LittleLittleCloud commented 4 months ago

Solution

in Form1.cs, changing the last few lines of button1_Click from

await experiment.RunAsync(cts.Token);
button1.Enabled = true;
 button2.Enabled = false;
richTextBox1.AppendText(Environment.NewLine +"Training Finished!!" + Environment.NewLine);

to

_ = Task.Run(async () => {
    await experiment.RunAsync(cts.Token);
    button1.Enabled = true;
    button2.Enabled = false;
    richTextBox1.AppendText(Environment.NewLine +"Training Finished!!" + Environment.NewLine);
});

explanation

Introduced by #6560, the RunAsync in SweepablePipelineRunner will not actually start the trial in a new task. It simply wrap the trial result in a task object using Task.FromResult.
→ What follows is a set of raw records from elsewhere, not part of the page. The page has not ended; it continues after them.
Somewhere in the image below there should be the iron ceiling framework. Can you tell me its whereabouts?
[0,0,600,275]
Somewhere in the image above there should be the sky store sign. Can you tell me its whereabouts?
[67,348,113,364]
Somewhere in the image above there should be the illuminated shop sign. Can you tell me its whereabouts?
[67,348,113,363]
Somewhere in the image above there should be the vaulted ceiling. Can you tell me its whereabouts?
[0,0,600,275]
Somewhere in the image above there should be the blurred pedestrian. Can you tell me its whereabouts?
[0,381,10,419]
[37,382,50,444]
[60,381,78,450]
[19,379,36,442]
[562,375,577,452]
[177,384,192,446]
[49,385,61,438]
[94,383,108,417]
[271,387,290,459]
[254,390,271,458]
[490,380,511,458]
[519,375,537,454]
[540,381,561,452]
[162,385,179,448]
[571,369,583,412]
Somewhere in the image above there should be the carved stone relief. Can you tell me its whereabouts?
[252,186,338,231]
In your code, this change means that the automl experiment will block and freeze UI thread. But the root cause is not actually in the monitor's code.

The fix is simply put the automl experiment in a new task so it won't block UI.
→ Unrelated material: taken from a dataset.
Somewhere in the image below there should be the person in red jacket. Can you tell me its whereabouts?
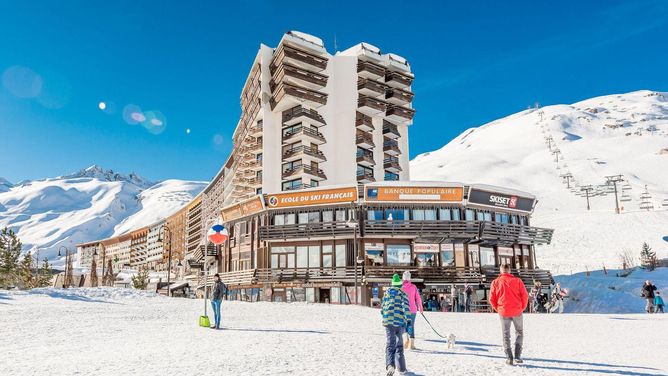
[489,264,529,365]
boneatjp commented 4 months ago

@LittleLittleCloud OK, I've modified my source code as you suggested. Then tried to run, well, it gets an error 'System.InvalidOperationException' in the IMonitor where outputting logs to RichTextBox.

Since it worked fine with version 0.20.1, there must have been changes with version 0.21.1 to use IMonitor. Are you saying that I've got change my source code to use with version 0.21.1?

I really appreciate your support showing how I could go around with version 0.21.1. I guess I have to learn more writing code in C#. I've read something about accessing controls from other tasks. However, I have not understand how I could do without getting errors.

LittleLittleCloud commented 4 months ago

@boneatjp when you talk about source code, are you saying the code you shared in the zip file above, or the actual code in your project.

Since it worked fine with version 0.20.1, there must have been changes with version 0.21.1 to use IMonitor. Are you saying that I've got change my source code to use with version 0.21.1?

Yes, after the change above, I can actually run the project you share above with 0.21.1. So if the source code is the zip file you share above, that would make me confuse.

boneatjp commented 4 months ago

@LittleLittleCloud Well, I'm saying that the project I uploaded here and changed as you mensioned but I'm having an error, but you're saying you're not having any errors at all by modifying the code you mention here?

LittleLittleCloud commented 4 months ago

@boneatjp OK, maybe I miss mention some other changes I made. I push the entire project with changes to github. Maybe that would help

https://github.com/LittleLittleCloud/AutoMLWinformSample

boneatjp commented 4 months ago

@LittleLittleCloud Thank you so much! I've fixed my app to run with version 0.21.1.

Though the project you pushed to github still had the same error I was getting which was due to the problem accessing controls from other tasks, I've managed using Control.Invoke in IMonitor class.

Quite difference between version 0.20.1 and version 0.21.1, I think. But, I'm so grad I could use version 0.21.1 with your help.

LittleLittleCloud commented 4 months ago

Cool, glad you figured out! Pls let us know if you need any further help.